- The Washington Times - Saturday, March 22, 2003

Decorated vet returns medal to French
A World War II veteran who was decorated by the French government for his D-Day bravery returned his medal yesterday to protest what he called France's cowardice for opposing the war in Iraq.
"I did my share, my part, to liberate the country from Hitler, and this is the way that they repay me," said George Wilson, 80, laying down the rainbow-ribboned Jubilee of Liberty medal at the gate of the French Embassy.
Mr. Wilson, who lives in Bethlehem, Pa., was wounded in the arm as allied troops stormed the beaches of Normandy on June 6, 1944. He also fought in the Battle of the Bulge, where he was captured by the Germans and held as a prisoner of war for more than four months.
He and other D-Day veterans were given the French medal in 1994 to mark the 50th anniversary of the invasion.
Embassy officials yesterday refused to accept Mr. Wilson's medal but invited him inside to talk to Ambassador Jean-David Levitte. Mr. Wilson said he would not go unless accompanied by reporters, which embassy spokeswoman Agnes Vondermuhll would not allow.

Smart probe uncovers knives and hide-outs
Investigators found knives at campsites where Elizabeth Smart said she was held captive, as well as a hole in the ground where she and her abductors hid from authorities, a source close to the investigation said yesterday.
Police are trying to determine which of the knives self-styled prophet Brian Mitchell is accused of using to abduct the girl in June, said the source, who spoke to the Associated Press on the condition of anonymity.
The source said Mr. Mitchell kept a knife at each of several hidden camps, moving among the hide-outs to avoid thousands of volunteers who searched the Wasatch foothills for Elizabeth, now 15. The knives were recovered after the girl pointed out the camps, some recognizable only by a fire ring, from a helicopter last weekend.

Terror commission set to meet in New York
Eyewitnesses, lawmakers and relatives of victims are among those invited to speak at the first public hearing of the independent commission on the September 11 terrorist attacks.
The hearing will be the first public action of the 10-member National Commission on Terrorist Attacks Upon the United States. The commission has held four meetings so far, most recently on Thursday, but all have been private.
The hearing will be held March 31 and April 1 at the former U.S. Customs House in New York City, half a mile from the site of the World Trade Center.
Congress and the White House created the panel last year to explore the causes of the September 11 attacks, preparations for terrorism and the response to the airline hijackings that killed more than 3,000 at the World Trade Center, the Pentagon and in southwestern Pennsylvania.

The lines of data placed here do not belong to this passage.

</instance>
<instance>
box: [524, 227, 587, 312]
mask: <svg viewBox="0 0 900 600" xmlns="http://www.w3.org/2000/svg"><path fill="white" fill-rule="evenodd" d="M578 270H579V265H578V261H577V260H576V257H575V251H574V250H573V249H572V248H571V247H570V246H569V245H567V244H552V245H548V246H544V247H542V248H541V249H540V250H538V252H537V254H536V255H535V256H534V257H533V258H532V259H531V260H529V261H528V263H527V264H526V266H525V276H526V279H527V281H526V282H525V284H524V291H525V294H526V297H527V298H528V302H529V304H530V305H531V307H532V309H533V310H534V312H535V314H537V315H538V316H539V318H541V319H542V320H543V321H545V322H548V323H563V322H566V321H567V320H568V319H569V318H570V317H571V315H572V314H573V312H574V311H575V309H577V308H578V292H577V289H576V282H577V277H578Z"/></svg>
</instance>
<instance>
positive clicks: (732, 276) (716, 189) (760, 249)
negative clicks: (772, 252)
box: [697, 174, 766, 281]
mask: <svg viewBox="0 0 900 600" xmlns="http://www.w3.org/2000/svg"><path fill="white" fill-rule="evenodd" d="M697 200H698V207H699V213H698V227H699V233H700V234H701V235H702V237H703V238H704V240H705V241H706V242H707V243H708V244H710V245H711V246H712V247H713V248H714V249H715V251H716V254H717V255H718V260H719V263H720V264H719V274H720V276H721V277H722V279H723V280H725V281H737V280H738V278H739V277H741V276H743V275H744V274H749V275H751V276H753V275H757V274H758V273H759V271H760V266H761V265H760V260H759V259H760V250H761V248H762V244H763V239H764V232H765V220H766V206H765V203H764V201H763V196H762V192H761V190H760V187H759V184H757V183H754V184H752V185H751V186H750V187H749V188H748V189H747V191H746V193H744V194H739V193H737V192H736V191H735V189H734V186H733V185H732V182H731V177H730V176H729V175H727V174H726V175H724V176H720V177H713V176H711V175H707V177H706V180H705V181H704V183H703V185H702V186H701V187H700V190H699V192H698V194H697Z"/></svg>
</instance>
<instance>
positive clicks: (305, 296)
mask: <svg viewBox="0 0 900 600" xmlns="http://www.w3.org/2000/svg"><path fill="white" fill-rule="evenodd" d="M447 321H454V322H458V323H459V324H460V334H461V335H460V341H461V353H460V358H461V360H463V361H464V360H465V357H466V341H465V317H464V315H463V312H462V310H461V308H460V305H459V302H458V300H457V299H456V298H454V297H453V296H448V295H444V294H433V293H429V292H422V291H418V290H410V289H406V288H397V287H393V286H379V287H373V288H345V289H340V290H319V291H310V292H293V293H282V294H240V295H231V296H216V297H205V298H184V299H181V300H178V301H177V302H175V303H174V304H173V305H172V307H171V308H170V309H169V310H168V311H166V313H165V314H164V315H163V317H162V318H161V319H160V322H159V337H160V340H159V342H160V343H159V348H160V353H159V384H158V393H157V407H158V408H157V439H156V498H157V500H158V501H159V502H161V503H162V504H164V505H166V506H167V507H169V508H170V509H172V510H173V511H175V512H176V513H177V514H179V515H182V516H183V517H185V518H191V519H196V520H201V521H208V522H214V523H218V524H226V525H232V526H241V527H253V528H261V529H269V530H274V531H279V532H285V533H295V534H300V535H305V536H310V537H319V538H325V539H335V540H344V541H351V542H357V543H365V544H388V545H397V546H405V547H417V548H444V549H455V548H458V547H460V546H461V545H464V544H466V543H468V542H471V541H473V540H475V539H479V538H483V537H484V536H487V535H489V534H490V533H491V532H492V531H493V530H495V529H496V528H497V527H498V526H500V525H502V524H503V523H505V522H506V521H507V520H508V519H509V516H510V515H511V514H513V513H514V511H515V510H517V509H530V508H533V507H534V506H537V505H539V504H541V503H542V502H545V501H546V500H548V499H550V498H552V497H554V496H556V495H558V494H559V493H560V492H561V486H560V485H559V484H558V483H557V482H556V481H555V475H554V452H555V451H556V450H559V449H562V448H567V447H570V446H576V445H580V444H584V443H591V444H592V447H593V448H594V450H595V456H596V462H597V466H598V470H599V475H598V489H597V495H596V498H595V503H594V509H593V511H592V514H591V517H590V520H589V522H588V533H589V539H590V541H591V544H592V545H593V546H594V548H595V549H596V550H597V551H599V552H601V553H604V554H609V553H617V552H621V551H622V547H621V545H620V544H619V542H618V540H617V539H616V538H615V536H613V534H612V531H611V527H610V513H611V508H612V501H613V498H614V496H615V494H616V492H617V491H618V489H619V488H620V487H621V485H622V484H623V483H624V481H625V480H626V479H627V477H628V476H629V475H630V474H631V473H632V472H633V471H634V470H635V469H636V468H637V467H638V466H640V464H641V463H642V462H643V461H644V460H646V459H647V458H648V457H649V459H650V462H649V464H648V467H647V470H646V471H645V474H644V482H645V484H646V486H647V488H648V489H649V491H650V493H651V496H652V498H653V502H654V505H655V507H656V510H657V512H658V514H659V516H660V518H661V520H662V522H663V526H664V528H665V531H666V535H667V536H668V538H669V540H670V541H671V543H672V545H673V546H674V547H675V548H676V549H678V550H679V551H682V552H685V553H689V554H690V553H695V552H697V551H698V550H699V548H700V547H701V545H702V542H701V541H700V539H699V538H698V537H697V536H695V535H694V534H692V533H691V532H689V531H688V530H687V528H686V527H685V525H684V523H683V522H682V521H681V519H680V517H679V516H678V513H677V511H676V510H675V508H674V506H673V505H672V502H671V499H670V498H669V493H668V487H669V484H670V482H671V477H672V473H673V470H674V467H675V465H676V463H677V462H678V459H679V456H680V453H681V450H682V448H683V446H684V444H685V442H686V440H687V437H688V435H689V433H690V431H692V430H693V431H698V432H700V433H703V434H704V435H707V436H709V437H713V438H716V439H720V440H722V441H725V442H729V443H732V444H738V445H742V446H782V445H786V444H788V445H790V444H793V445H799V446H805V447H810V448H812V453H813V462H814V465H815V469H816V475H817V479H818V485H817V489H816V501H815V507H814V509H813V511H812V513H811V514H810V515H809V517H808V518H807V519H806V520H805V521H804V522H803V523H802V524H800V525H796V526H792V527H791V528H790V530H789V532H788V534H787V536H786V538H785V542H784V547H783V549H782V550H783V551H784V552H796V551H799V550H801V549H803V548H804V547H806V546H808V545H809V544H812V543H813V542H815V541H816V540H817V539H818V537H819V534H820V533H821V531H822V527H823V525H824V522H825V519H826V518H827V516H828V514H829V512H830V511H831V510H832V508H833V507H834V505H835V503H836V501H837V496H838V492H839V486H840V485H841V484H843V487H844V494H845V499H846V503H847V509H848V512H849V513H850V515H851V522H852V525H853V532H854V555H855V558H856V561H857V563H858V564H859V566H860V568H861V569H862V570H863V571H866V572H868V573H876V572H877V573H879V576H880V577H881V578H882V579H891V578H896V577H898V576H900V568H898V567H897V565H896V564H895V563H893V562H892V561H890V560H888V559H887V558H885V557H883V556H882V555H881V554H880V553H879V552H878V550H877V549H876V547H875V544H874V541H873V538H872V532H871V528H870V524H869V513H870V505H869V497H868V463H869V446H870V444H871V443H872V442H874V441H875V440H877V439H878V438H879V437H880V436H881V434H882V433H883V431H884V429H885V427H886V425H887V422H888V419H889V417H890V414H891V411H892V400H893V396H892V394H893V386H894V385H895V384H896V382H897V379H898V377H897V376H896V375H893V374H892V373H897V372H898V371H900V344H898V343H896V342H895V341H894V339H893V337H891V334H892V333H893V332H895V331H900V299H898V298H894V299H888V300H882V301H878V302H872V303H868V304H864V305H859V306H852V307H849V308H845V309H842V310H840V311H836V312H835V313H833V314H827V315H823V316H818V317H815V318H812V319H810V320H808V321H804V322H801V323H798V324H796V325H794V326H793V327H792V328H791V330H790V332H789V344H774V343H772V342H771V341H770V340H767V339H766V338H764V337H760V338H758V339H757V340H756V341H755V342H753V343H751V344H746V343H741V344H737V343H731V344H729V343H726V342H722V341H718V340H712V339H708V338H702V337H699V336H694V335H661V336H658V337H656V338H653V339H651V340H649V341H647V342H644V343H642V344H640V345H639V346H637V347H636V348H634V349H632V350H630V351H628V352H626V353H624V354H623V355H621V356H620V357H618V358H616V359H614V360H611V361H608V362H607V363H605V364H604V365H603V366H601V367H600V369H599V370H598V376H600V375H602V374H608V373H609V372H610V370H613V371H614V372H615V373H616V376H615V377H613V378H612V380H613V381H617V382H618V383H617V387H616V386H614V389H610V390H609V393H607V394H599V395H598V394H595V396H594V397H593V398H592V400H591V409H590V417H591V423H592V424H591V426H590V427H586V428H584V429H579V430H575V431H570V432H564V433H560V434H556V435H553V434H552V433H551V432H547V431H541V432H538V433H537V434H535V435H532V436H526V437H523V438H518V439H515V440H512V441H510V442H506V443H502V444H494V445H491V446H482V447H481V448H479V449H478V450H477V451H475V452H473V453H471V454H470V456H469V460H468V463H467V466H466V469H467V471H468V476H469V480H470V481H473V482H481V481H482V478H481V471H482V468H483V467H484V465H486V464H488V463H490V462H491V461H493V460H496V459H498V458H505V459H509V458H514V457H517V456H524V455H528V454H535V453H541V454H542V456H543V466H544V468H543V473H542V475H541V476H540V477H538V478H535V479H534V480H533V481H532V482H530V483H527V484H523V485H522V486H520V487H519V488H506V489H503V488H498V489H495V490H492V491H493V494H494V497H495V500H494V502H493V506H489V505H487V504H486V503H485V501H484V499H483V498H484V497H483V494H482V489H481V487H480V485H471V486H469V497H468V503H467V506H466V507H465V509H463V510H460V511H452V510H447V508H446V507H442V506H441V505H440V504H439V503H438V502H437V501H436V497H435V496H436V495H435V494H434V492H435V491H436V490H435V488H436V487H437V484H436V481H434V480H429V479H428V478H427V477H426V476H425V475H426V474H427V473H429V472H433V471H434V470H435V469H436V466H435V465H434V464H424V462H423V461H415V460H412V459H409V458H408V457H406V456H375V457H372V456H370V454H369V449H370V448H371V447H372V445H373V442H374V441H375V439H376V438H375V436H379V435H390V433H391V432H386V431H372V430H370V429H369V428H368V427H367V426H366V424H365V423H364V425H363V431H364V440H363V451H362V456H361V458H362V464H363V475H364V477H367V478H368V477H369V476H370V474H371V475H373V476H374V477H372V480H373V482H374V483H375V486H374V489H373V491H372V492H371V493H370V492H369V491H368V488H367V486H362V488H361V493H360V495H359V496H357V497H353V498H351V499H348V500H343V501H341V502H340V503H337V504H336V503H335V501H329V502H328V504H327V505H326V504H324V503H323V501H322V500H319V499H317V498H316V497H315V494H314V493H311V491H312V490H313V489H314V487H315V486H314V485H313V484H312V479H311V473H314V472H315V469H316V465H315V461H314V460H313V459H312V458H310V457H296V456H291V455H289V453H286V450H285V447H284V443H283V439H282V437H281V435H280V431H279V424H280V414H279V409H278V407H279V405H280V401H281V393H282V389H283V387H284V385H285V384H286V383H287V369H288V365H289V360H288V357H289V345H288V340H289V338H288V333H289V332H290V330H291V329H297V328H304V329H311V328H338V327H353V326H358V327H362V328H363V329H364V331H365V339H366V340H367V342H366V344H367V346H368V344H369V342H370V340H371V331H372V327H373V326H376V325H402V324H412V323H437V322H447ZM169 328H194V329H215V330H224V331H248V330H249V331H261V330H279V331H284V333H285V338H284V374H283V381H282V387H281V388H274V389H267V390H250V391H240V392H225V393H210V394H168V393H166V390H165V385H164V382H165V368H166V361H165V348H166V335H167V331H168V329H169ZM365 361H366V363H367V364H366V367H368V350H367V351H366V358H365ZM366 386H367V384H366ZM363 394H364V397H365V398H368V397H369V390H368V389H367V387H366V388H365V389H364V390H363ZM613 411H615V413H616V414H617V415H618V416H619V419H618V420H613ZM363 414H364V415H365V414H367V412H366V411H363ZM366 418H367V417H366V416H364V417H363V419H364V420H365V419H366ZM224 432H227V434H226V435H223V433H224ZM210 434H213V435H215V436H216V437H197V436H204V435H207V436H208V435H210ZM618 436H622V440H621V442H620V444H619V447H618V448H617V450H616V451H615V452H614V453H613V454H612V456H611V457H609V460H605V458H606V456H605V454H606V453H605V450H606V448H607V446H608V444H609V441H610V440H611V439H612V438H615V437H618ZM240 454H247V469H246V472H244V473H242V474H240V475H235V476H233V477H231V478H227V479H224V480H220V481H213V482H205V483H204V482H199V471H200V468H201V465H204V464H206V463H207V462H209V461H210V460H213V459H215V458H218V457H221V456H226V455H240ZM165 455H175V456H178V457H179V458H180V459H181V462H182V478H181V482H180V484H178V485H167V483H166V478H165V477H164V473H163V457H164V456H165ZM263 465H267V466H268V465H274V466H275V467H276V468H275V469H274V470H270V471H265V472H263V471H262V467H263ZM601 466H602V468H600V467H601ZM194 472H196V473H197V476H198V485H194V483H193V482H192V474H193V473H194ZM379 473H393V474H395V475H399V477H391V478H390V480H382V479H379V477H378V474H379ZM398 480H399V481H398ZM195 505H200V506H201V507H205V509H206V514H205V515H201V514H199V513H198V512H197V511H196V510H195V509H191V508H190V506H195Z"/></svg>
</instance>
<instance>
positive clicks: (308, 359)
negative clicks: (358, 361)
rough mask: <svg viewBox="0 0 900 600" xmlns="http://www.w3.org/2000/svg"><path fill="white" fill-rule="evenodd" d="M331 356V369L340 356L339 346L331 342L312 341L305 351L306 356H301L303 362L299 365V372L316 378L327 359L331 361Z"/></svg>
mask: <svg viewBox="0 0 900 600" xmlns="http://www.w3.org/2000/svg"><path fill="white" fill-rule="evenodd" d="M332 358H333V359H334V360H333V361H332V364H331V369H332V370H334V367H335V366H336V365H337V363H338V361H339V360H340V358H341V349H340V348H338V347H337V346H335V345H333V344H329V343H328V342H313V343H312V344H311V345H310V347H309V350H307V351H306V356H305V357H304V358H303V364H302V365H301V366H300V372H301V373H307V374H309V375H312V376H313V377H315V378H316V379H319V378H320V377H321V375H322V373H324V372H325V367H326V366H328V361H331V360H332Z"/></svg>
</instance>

Indian activist cites 'rain dance' remark
Utah Sen. Bob Bennett suggested a way to avoid serious forest fires in the drought-gripped West: Have the only American Indian senator do a rain dance.
Mr. Bennett, Utah Republican, said the comment was not meant to be offensive, and Sen. Ben Nighthorse Campbell, the subject of the remark, said he took no offense. But an American Indian activist said Mr. Bennett was insensitive to make light of a ritual sacred to many tribes.
During a hearing Thursday on next year's forest firefighting budget, Mr. Bennett noted the drought in much of the West and told Forest Service chief Dale Bosworth, "Aside from doing a rain dance and making it rain we'll assign that to Senator Campbell I'm not sure what you can do."
Mr. Campbell, Colorado Republican, said he believed that the comment came in a moment of levity and that Mr. Bennett may not have understood the significance of rain prayers and dances to American Indian tribes.